The Straight Story, with music by Animat at the Komedia

Off to the Komedia to see David Lynch’s Straight Story. I have to declare an interest: Lynch is a big hero of mine.

This film is an absolutely wonderful and touching portrayal of Alvin Straight, a frail old WW2 veteran. Unable to drive due to bad eyes and legs, Alvin sets off on an epic journey on a tiny tractor across America to visit his sick brother to make amends for having fallen out ten years ago. A wonderful film, beautifully shot and acted.

The visual enjoyment of it was hampered at the Komedia by a lousy picture, with double imaging all the way through. You’d think someone would have sorted this out seeing as it was a screening.

Much, much worse than the awful visuals was the stone-eared, heavy-handed, noodling, clownish tripe served up by Animat as a soundtrack. I’m sure these guys are great musicians but a soundtrack is all about a dialogue with the visuals, not some monologue in a darkened bedroom. The result was a mixture of the blindingly obvious, putting jokey noises onto subtly humorous scenes and destroying them, or way off the dartboard sampling, such as Marvin Gaye’s sublime What’s Going On, or simply drowning out the dialogue. What were they thinking?

It’s a tribute to this beautiful film that I was still moved to tears at the end of it, despite the God awful picture quality, and the inept soundtrack.

The Brighton Moment at the Komedia

People who live in Brighton think Brighton is big and clever. Judging by the number of scribes who live here and write about it, this big and cleverness will live on long after the current crop is being squabbled over by the seagulls.

Having evolved in three years from a cosy fringe event at Joogleberry Playhouse, to its current ability to effortlessly fill the 300 seats of the Kommedia, The producers of The Brighton Moment Susanna Jones and Alison MacLoud have done great things with an event that this year is now officially part of the Brighton Festival. (I noticed Andrew Comben, incoming Festival supremo, present and correct.)

And, frankly, damn right it should be too.

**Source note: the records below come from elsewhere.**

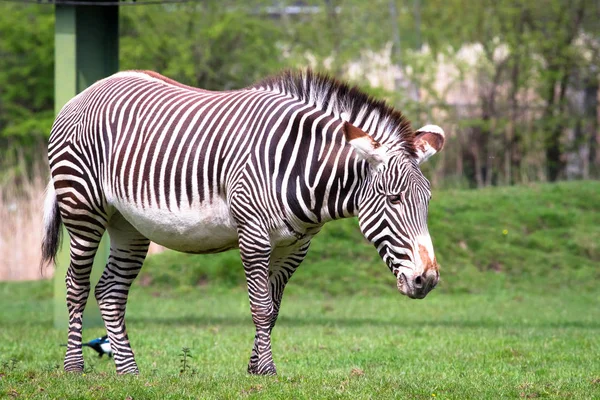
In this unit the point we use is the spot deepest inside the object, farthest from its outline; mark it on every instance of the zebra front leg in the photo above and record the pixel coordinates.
(255, 250)
(128, 250)
(82, 250)
(284, 262)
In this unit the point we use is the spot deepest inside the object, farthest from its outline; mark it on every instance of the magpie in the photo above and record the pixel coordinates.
(101, 345)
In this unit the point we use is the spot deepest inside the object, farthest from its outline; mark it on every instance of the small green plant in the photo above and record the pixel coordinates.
(9, 365)
(185, 354)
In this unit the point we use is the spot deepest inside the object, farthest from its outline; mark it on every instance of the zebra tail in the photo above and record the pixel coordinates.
(52, 230)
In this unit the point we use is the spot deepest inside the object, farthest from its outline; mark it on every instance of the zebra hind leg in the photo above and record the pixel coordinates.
(128, 249)
(255, 249)
(83, 246)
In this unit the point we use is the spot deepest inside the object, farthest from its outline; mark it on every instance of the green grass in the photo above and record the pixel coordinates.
(458, 346)
(516, 315)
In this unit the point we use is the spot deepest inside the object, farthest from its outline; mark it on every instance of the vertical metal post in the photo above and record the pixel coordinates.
(86, 50)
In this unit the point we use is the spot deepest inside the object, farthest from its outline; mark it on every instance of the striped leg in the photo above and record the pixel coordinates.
(284, 263)
(83, 249)
(255, 249)
(128, 250)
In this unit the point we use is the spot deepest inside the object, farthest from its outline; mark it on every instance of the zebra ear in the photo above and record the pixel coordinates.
(428, 141)
(365, 146)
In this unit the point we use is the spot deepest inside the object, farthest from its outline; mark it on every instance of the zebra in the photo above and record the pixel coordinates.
(261, 169)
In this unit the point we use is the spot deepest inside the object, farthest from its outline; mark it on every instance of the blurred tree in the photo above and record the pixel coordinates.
(216, 45)
(26, 72)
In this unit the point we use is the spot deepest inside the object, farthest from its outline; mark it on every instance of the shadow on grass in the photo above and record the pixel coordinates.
(364, 322)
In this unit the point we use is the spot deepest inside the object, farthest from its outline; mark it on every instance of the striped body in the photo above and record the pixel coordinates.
(262, 169)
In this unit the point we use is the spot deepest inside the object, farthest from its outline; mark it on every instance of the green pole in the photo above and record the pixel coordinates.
(86, 50)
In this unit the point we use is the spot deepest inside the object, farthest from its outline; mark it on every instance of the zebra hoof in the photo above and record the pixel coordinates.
(265, 370)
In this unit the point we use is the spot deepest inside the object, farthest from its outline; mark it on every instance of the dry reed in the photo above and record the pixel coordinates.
(21, 226)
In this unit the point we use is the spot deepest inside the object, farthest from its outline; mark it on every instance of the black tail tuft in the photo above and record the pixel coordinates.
(52, 229)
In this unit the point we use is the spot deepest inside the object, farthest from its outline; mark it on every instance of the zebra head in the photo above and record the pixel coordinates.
(393, 207)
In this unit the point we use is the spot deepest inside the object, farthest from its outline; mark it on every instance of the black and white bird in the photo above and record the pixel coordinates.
(101, 345)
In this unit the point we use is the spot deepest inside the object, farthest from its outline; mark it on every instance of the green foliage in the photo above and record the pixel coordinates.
(537, 237)
(510, 344)
(211, 44)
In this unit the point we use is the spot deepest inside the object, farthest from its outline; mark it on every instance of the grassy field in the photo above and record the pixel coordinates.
(517, 315)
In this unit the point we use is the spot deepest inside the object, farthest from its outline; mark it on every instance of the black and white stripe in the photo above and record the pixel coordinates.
(262, 169)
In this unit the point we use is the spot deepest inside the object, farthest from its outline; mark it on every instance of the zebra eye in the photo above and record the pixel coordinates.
(395, 198)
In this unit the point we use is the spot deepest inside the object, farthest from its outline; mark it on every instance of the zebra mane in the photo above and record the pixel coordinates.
(387, 125)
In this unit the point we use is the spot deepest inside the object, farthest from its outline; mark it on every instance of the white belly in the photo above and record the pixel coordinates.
(205, 228)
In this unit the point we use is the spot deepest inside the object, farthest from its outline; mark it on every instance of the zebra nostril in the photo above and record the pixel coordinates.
(419, 282)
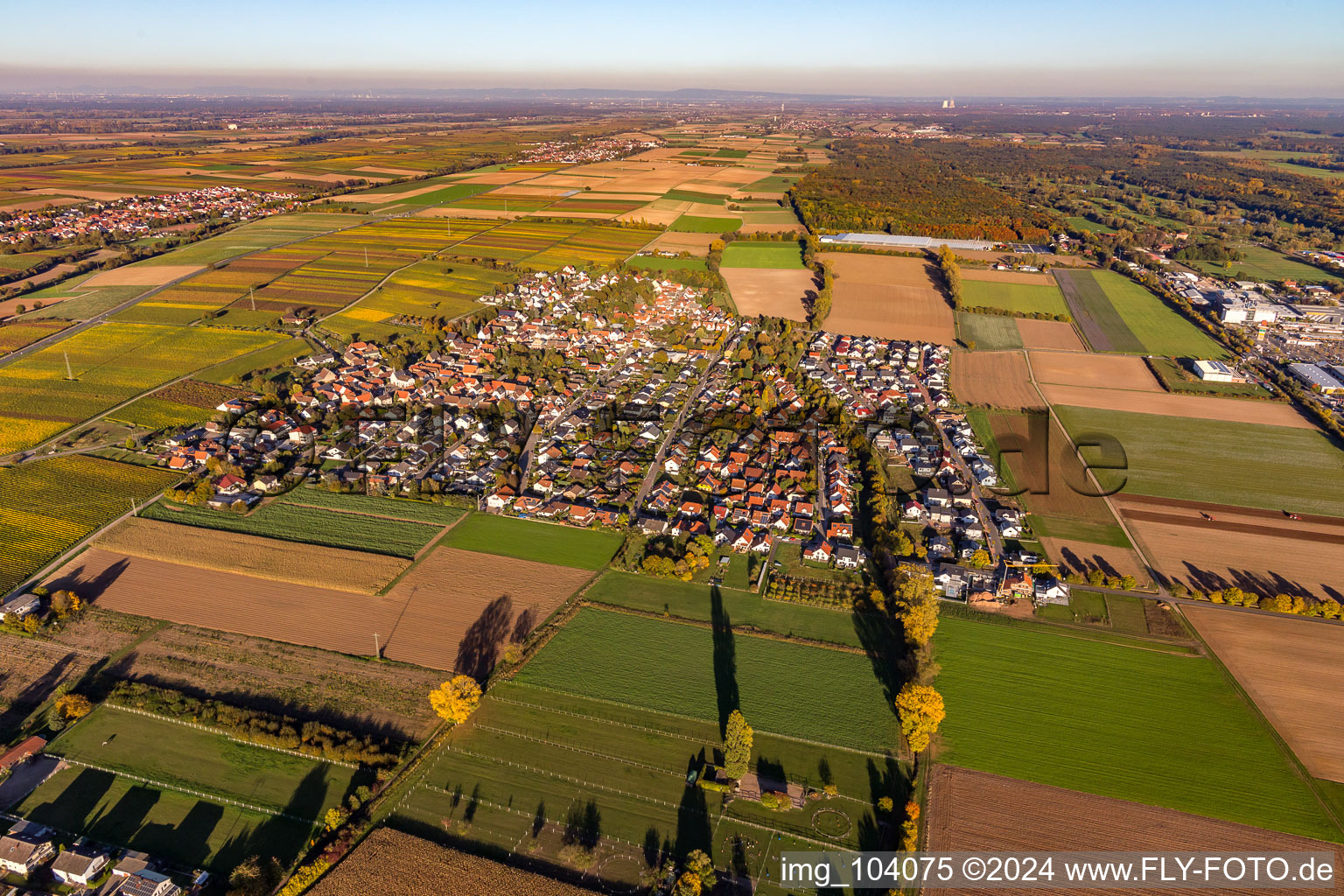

Where else can you hear a burst of something like 18 excellent authors reading their own material all focused on one theme? And what other English city could produce it? The variety of material and the change in voices meant the literary longueurs were rare, and the delights were many.

Hosted by Annabel Giles, who managed to be both ramshackle and slick, the event attracted a flock of Brighton’s finest scribes. Tanya Murray, who I’d seen read once before, is fairly new and largely unpublished. She “used to be a man but gave it up”, and for my money Murray is an authentic Brighton voice, and a talent to watch.

Next year’s Brighton Moment may extend beyond one night. If it does, you should seize that moment, and see it.